OK, I’ll say it for you: “Um, Thanksgiving was almost 2 weeks ago…isn’t it a little late for a recap?” Why yes, yes it is! However, that’s how I roll these days…
Here is my ROTW (Recipe of the week). “Lassens Ultimate Holiday Turkey Brine” courtesy of Lassens.
My husband and I are briners. Have been for at least 10 years. This year I tried a new recipe and I have to say, it’s sublime.
1.5 cups kosher salt
1.25 cups brown sugar
10 whole cloves
3 tsp. black peppercorns
1.5 gallons (6 quarts) apple juice or cider
The peel from one orange or one tangerine (color part only–no white pith)
Optional: 3 tsp. dried thyme and/or 3 tsp. dried sage
1. Combine all ingredients in a non-reactive pot (use enamel, glass, crockery or stainless steel–never cast iron or aluminum. The pot should be just large enough to contain the turkey so the brine will be sufficient to cover the bird). Bring mixture to a boil, lower heat, and simmer for 15-20 minutes. Allow brine to cool completely.
2. Rinse turkey under cool running water, inside and out (remove giblets from body cavity–these can be used when making turkey stock the next day). Pat turkey dry with paper towels, then immerse turkey in cool brine. Turkey should be completely submerged in liquid (place a plate on top of bird if necessary to keep it covered with liquid).
3. Cover the pot and refrigerate for 8-10 hours. Remove turkey, rinse, pat dry and roast as usual.
My spin on it:
1. I added fresh thyme and sage since I had it in the garden.
2. I used 3 quarts of apple juice (I didn’t read the recipe carefully before hand and didn’t pick up enough apple juice and I was NOT going out to Vons on Thanksgiving night!). I added a few cups of water and then added a whole whack of ice cubes to the brined turkey to top up the liquid measure.
3. I placed the brine, the turkey, the ice cubes in a large plastic bag in a cooler that just fit. I kept it sealed in the garage over night. When I looked at it the next morning, the ice cubes were still in tact, so I knew it was cold enough.
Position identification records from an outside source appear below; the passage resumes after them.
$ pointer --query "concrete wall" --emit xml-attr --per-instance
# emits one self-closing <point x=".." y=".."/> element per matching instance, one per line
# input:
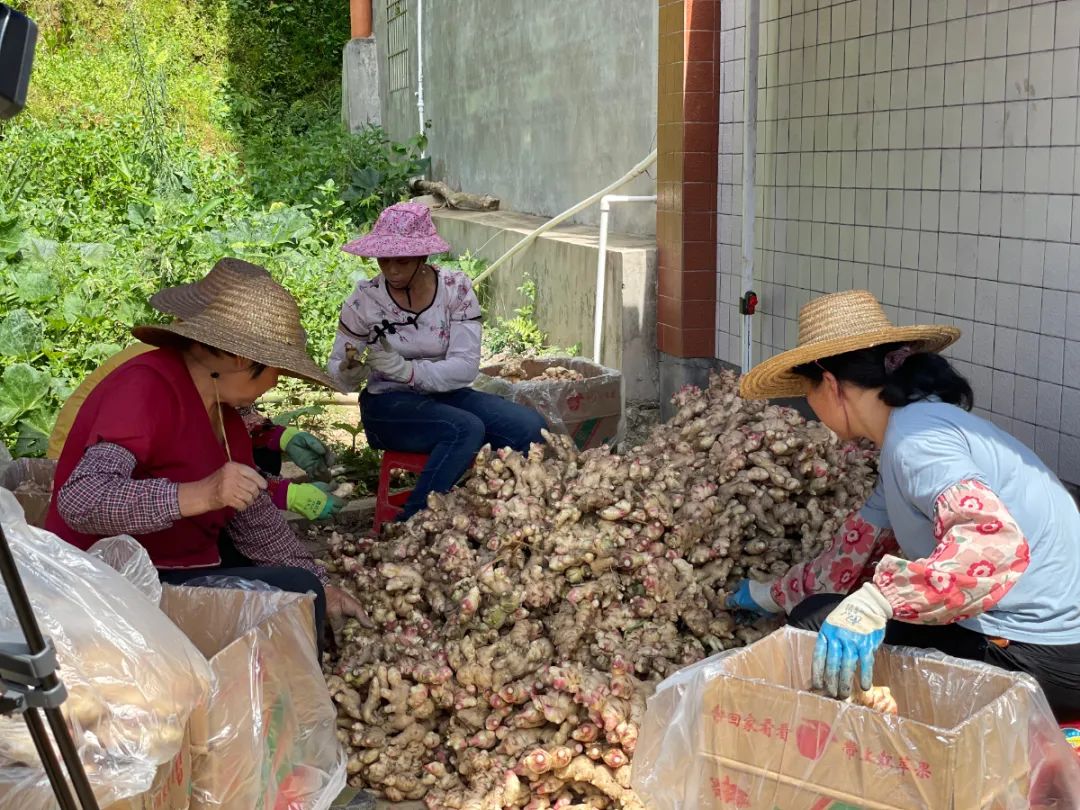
<point x="563" y="265"/>
<point x="540" y="104"/>
<point x="926" y="150"/>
I am a HUGE fan of the cooking bag. This is a magical device. I cooked the 12 pound, brined turkey to perfection in less than 2 hours. I follow the directions exactly and it always turns out. The main advantages are:
- faster cooking times
- moist meat without basting
- VERY fast clean up since it’s contained in the bag
- easy and efficient gravy making–again, all the juices are in the bag. Simply cut a corner off the bag and pour into a saucepan for gravy
- hmmmmm…I got nothin’!
No new books to report, the gopher population seems dormant right now (thankfully), holiday season in full swing including craft sales and many musical performances…
I hope your December is merry and bright and not too overscheduled.
All the best to you and your family.